Гозман рассказывает о том, как связаны политические решения с психологией отдельных людей в демократическом и авторитарном режимах. Как люди привыкают к диктаторам, как оправдывают их решения, а также объясняет, почему диктатуре, если она хочет сохраниться, необходима любовь.
Леонид Гозман — государственный деятель, кандидат психологических наук, доцент кафедры социальной психологии МГУ им. Ломоносова.
28 апреля в клубе «Клуб» выступит Евгений Верлин — китаевед, журналист, бывший корреспондент ТАСС в Китае. Тема лекции — «Китай — Россия — Украина: геополитические качели». Регистрация желательна, но не обязательна.
Каковы вообще концепции движущих сил истории? Их несколько. Есть концепция Маркса. Люди постарше ее учили, сдавали экзамены, не хочу подробно повторять известные тезисы.
Есть представление о жестком детерминизме истории. Ну, есть некий субъект: это либо Бог, либо синонимичная ему, в данном случае, история. Ну, или высшие силы, марсиане управляют, инопланетяне. <...> Всё идет так, как задумано. Так и будет, люди могут трепыхаться, они чуть-чуть могут повлиять на какие-то орнаменты. Но, вообще, произойдет то, что должно произойти, то, что предначертано.
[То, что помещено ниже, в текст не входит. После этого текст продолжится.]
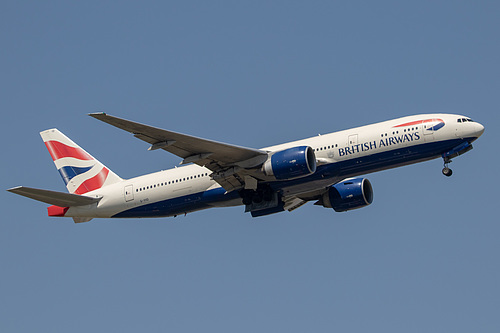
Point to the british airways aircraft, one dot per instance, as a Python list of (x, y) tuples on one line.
[(324, 169)]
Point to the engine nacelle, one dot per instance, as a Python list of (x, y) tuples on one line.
[(348, 195), (291, 163)]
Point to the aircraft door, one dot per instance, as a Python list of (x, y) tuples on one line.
[(129, 193), (428, 130), (352, 142)]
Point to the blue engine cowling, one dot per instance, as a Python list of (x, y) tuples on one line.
[(348, 195), (291, 163)]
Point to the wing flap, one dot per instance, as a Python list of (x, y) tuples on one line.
[(54, 198), (183, 145)]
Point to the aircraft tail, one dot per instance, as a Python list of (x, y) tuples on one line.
[(80, 171)]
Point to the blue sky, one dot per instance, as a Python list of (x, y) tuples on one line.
[(423, 257)]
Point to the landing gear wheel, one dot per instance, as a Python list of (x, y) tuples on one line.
[(447, 172)]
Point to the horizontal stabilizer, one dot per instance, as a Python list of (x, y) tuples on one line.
[(54, 198)]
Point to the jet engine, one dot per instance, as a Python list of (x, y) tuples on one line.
[(290, 163), (348, 195)]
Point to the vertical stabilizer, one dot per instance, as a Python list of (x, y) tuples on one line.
[(80, 171)]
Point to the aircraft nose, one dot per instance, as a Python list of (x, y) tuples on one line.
[(478, 130)]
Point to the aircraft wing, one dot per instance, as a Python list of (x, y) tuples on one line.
[(228, 162), (54, 198)]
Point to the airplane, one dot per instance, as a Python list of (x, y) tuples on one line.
[(325, 169)]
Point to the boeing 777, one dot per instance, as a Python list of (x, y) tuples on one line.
[(325, 169)]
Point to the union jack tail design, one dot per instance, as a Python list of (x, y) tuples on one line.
[(80, 171)]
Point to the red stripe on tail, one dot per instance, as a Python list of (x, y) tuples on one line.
[(59, 150), (93, 183)]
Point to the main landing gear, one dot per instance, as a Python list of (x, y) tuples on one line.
[(447, 171)]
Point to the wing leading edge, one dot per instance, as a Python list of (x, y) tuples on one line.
[(228, 162)]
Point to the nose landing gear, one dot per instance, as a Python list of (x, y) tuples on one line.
[(447, 171)]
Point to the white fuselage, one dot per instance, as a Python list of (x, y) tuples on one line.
[(339, 155)]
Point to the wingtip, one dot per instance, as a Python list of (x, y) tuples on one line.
[(14, 189), (97, 114)]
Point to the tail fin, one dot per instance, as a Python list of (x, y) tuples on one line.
[(80, 171)]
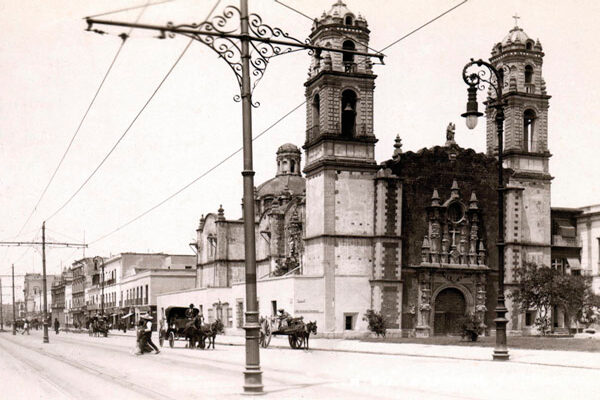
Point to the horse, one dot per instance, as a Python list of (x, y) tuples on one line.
[(310, 327), (210, 332), (193, 331)]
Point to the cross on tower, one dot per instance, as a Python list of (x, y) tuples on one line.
[(516, 17)]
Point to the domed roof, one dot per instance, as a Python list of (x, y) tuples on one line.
[(517, 35), (288, 148), (275, 186), (339, 9)]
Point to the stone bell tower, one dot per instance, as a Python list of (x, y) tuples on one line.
[(527, 216), (340, 167)]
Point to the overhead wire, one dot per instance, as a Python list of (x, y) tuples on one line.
[(132, 122), (186, 186), (129, 9), (85, 114)]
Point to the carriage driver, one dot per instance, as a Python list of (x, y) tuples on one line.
[(283, 316), (190, 313)]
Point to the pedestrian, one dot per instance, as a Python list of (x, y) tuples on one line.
[(147, 338)]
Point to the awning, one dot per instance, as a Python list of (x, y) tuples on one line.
[(574, 263)]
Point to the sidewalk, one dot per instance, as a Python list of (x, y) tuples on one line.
[(572, 359)]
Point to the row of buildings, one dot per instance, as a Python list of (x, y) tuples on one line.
[(120, 286)]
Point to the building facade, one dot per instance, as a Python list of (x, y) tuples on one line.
[(413, 237)]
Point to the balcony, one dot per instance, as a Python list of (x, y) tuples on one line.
[(561, 241)]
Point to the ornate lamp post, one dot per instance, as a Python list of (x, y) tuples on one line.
[(476, 74), (100, 260), (247, 45)]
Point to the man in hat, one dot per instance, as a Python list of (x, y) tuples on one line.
[(147, 335)]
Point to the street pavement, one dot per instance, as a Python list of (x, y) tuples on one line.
[(76, 366)]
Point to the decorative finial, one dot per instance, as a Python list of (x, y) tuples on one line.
[(516, 18), (397, 148), (450, 132)]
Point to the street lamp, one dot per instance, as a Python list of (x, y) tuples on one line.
[(487, 73), (100, 260)]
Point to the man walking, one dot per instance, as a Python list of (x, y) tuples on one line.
[(147, 336)]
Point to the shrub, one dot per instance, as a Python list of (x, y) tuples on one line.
[(376, 322), (471, 327)]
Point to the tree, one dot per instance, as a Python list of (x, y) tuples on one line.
[(543, 288), (376, 322)]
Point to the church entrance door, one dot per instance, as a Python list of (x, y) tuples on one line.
[(450, 307)]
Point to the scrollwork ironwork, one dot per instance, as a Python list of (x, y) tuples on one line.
[(229, 48), (486, 74)]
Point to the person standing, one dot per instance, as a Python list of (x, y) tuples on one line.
[(147, 338)]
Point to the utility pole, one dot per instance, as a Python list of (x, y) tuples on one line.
[(14, 314), (232, 43), (1, 309), (44, 279), (44, 283)]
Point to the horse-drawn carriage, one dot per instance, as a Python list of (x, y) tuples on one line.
[(173, 326), (98, 325), (182, 326), (295, 329)]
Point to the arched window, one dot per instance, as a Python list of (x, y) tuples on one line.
[(348, 113), (348, 57), (316, 113), (528, 129), (528, 74)]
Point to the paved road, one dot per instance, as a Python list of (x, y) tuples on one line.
[(75, 366)]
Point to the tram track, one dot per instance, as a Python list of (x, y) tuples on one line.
[(88, 368)]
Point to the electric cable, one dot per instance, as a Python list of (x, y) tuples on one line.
[(132, 122), (197, 178), (123, 39)]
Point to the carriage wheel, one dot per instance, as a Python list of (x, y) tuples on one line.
[(294, 341), (265, 334)]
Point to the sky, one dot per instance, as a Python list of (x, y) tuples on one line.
[(51, 68)]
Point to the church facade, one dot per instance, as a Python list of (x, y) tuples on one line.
[(413, 237)]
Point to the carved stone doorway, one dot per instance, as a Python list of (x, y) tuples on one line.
[(450, 307)]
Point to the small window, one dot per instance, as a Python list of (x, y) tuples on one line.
[(529, 318), (528, 74), (348, 57)]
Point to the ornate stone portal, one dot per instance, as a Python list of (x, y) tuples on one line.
[(453, 261)]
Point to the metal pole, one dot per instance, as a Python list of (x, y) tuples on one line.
[(14, 313), (1, 307), (102, 291), (44, 284), (252, 373), (501, 350)]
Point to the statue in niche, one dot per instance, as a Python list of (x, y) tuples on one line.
[(450, 132)]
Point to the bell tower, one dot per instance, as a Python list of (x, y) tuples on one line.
[(340, 167), (527, 197)]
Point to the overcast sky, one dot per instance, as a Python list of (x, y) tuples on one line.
[(51, 68)]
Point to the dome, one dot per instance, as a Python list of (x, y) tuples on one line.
[(517, 35), (288, 148), (339, 9)]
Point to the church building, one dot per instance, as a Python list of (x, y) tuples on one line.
[(413, 237)]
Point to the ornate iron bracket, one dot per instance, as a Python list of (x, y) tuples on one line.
[(222, 34), (485, 74)]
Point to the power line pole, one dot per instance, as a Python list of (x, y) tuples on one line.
[(234, 48), (14, 314), (44, 278)]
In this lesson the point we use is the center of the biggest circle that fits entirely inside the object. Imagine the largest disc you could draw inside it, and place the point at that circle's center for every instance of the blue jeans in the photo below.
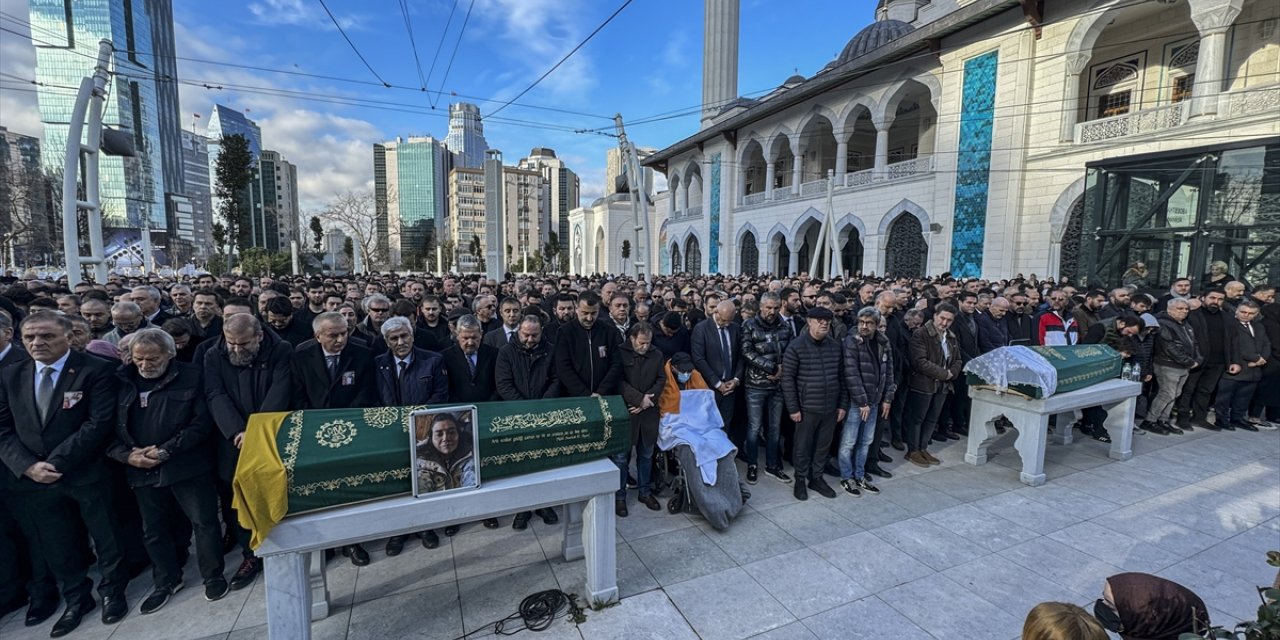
(757, 402)
(854, 443)
(644, 470)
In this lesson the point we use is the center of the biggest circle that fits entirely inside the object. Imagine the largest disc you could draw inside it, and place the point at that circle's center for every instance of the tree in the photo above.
(353, 213)
(316, 233)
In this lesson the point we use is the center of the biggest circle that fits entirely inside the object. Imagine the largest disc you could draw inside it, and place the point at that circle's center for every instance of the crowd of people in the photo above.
(123, 405)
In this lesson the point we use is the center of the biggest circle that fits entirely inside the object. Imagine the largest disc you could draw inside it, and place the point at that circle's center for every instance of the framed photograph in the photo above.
(444, 451)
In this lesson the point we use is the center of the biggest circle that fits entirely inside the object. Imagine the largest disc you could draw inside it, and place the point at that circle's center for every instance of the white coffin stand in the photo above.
(1031, 419)
(293, 553)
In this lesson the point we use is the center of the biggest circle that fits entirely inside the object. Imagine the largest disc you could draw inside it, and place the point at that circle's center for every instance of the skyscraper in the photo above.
(565, 190)
(411, 200)
(65, 35)
(195, 156)
(466, 136)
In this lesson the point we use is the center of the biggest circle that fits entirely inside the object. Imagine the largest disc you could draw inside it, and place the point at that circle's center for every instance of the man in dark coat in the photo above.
(163, 438)
(408, 376)
(1247, 351)
(717, 353)
(246, 371)
(330, 373)
(525, 371)
(586, 351)
(470, 366)
(814, 392)
(56, 416)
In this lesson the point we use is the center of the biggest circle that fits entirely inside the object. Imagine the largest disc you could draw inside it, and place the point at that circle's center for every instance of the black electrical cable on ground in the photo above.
(536, 613)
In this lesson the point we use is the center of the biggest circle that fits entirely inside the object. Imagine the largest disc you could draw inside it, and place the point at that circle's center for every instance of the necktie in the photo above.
(726, 353)
(45, 392)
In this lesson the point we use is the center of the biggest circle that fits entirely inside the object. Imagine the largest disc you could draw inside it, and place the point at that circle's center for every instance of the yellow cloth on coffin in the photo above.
(260, 487)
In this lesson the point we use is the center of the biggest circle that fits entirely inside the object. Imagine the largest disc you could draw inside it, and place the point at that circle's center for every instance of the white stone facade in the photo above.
(888, 133)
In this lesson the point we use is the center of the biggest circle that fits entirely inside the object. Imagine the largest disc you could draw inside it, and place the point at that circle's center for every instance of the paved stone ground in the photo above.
(952, 552)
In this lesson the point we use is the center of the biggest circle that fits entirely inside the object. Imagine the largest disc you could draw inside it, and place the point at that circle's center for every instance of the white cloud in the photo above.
(19, 110)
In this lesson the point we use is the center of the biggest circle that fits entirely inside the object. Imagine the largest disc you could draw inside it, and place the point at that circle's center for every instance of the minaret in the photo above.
(720, 55)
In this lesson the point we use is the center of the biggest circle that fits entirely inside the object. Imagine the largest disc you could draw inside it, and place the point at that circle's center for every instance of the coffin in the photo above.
(300, 461)
(1043, 371)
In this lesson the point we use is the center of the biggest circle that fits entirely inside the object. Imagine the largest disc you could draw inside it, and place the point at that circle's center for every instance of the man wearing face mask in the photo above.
(161, 438)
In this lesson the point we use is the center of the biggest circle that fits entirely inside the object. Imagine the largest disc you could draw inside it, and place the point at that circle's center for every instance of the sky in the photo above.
(644, 63)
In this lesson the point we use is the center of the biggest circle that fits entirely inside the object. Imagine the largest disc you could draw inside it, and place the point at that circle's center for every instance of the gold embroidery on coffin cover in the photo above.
(558, 451)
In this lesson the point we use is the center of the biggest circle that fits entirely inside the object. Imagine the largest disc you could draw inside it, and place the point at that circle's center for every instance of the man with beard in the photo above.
(247, 371)
(525, 371)
(408, 376)
(1208, 325)
(163, 440)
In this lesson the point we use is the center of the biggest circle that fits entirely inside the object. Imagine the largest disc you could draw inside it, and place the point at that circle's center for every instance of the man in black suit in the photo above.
(163, 439)
(56, 415)
(408, 376)
(470, 366)
(246, 371)
(718, 357)
(332, 373)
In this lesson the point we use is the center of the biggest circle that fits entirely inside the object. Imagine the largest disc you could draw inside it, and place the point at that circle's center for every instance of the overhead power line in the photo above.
(580, 45)
(352, 44)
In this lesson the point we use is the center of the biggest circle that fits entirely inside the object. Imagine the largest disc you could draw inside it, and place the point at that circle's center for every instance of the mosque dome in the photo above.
(873, 36)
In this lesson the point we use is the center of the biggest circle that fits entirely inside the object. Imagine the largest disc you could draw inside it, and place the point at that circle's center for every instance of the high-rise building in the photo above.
(278, 183)
(224, 122)
(565, 188)
(27, 210)
(195, 156)
(411, 199)
(613, 169)
(67, 33)
(522, 191)
(466, 136)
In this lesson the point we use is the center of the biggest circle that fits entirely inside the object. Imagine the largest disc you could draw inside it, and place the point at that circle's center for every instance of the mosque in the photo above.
(986, 138)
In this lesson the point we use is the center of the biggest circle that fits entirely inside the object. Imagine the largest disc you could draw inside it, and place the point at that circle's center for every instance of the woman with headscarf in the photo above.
(1144, 607)
(444, 456)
Это одна концепция.
Другая концепция — что историей рулят безличные или коллективные субъекты. Причем часто эти субъекты не временные, например, масоны. Масоны, как известно, когда-то очень давно задумали захватить мир, это произошло в какие-то незапамятные времена, и с тех пор они выполняют этот план. Вот всё меняется, а они не меняются.
***
Или же в истории много значит случайность. Вот не успел бы Д’Артаньян с подвесками прибыть в Париж — и всё, была бы война между Англией и Францией, английские войска бы высадились в Ля Рошели. <...> Но он успел, слава Богу. А другой Д’Артаньян, наверное, не успел. И тогда началась война.
***
Это разные представления об истории, но я хотел бы показать, что психологические феномены, чувства, эмоции людей, их желания, их вера влияют на политические процессы, влияют очень сильно на самом деле. Потому что все решения принимают люди, а не холодные компьютеры. Люди всегда эмоциональны, у людей всегда очень сложная, многоступенчатая мотивация. И каждый человек, трижды президент, император или кто угодно, принимает решение как человек. И как его обижали в детстве, или как у него было с девушками в юности, или как еще что-то — это всё влияет на решение «бомбить или не бомбить». Это всё влияет не потому, что он плохой человек, а потому, что человек иначе не может.
***
О решениях, которые принимают первые лица — премьеры, президенты, губернаторы. Кажется, там всё сугубо рационально — компьютеры, эксперты и прочее. Но они же экспертов подбирают под себя. Вот Гайдар задавал вопросы мне по некоторым проблемам. Почему мне? Я что, самый умный? Можно было другому задать, но мне он доверял, понимаете? Поэтому он спрашивал меня. А я задавал вопросы другим экспертам, которым тоже доверял, которые мне были близки.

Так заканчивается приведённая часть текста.